L'enfer du tympan de Conques

"Discedite a me maledicti"1


Marie Vigouroux


"Sur le tympan de la grande porte occidentale est un très curieux bas-relief représentant le Jugement Dernier, remarquait, en 1881, le Guide Joanne, dans les lignes qu'il consacrait à l'abbaye de Conques .Comme s'ils avaient prévu l'étonnement du spectateur, les sculpteurs romans ont d'ailleurs figuré, sur la voussure qui encercle le tympan, de surprenantes figures de "curieux". Curieux, c'est bien le mot: imaginons un instant la surprise du pèlerin - car avant le touriste, c'est lui qui a fait la fortune de l'abbaye. Après de longues heures de marche, sur de rudes sentiers traversant cette "espèce de désert escarpé, au milieu des plus âpres montagnes du Rouergue"2, le pèlerin parvient devant une façade dépouillée, au pied de laquelle s'ouvre, entre de hautes tours carrées, le portail ouest, dont le tympan est une des pièces maîtresses de la sculpture romane. A sa taille imposante, et à la grande profusion de personnages (on en compte plus de cent), qui impressionnent toujours le spectateur, s'ajoutait autrefois une vive polychromie.
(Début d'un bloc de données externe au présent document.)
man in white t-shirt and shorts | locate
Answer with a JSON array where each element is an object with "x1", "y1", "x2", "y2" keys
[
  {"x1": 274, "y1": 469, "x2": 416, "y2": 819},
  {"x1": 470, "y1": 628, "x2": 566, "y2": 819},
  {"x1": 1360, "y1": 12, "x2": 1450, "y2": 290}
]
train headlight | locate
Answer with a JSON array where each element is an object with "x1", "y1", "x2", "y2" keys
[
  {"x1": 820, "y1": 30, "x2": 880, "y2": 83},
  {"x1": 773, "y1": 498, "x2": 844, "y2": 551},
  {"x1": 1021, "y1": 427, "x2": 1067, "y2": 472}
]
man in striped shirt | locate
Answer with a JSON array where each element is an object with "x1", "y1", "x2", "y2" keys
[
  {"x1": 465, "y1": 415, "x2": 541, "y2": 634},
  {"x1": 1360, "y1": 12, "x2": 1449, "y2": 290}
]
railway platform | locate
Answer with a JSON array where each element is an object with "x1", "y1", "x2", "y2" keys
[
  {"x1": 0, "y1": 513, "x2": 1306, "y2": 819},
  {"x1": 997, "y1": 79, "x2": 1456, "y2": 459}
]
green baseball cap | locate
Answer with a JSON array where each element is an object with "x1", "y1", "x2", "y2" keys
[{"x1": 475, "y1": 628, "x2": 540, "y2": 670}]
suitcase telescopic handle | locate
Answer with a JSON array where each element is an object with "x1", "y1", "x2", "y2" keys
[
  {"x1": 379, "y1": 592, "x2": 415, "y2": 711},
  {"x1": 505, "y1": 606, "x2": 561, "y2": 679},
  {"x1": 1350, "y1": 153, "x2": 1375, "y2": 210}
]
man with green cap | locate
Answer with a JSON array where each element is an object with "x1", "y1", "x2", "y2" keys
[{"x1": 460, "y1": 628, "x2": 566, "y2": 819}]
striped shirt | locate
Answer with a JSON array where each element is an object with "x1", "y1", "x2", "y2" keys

Le grand motif du Jugement Dernier, thème fréquent dans les tympans du XIIIe siècle, mais rare dans la sculpture romane, devait sans doute à lui seul provoquer la stupéfaction. Que cherchaient donc ici les voyageurs? "Un peu d'histoire..." s'impose.


Les origines de Conques sont obscures. La légende veut que des ermites s'y soient installés dès la fin du IVe siècle, attirés par la solitude de ces montagnes du nord de l'Aveyron, entre les gorges du Lot, et les plateaux de l'Aubrac, du Lévezou et des Causses. Bien plus tard, après quelques interventions sarrasines, s'y forma une communauté monastique. Les bénédictins y reçurent les bienfaits de Charlemagne, et la protection de Louis le Pieux, qui marqua, en 819, la véritable fondation de l'abbaye. Son essor ne date pourtant que de 866 et de la "translation" des reliques de sainte Foy. L'expression recouvre en fait le vol, par un moine de Conques, des reliques d'une enfant de treize ans, martyrisée au IIIe siècle à Agen. Elle fait aussitôt des miracles, rendant la vue aux aveugles, délivrant les captifs des mains des Sarrasins, et attire donc de nombreux fidèles; son somptueux reliquaire témoigne de la prospérité de l'abbaye, qui redouble lorsqu'elle accueille les pèlerins de Saint Jacques de Compostelle, sur la Via Podensis. L'affluence est telle que les moines doivent entreprendre la construction d'une seconde église, dédiée, comme la précédente, au Saint-Sauveur, au milieu du Xe siècle, puis d'une troisième - l'actuelle - entre 1040 et 1060; Sainte Foy est l'un des plus anciens chefs d'oeuvre de l'architecture romane, et l'une des premières basiliques construites sur les routes de Compostelle. Postérieur à l'achèvement de l'église et du cloître, le tympan remonterait au début du XIIe siècle;c'est le moment où, banalisée par les sermons, les visions, la littérature profane... l'existence de l'enfer commence à aller de soi."Le tympan mérite une description détaillée", notait Mérimée, dans son rapport qui permit le classement de l'abbaye parmi les "monuments historiques". Ne nous en privons pas.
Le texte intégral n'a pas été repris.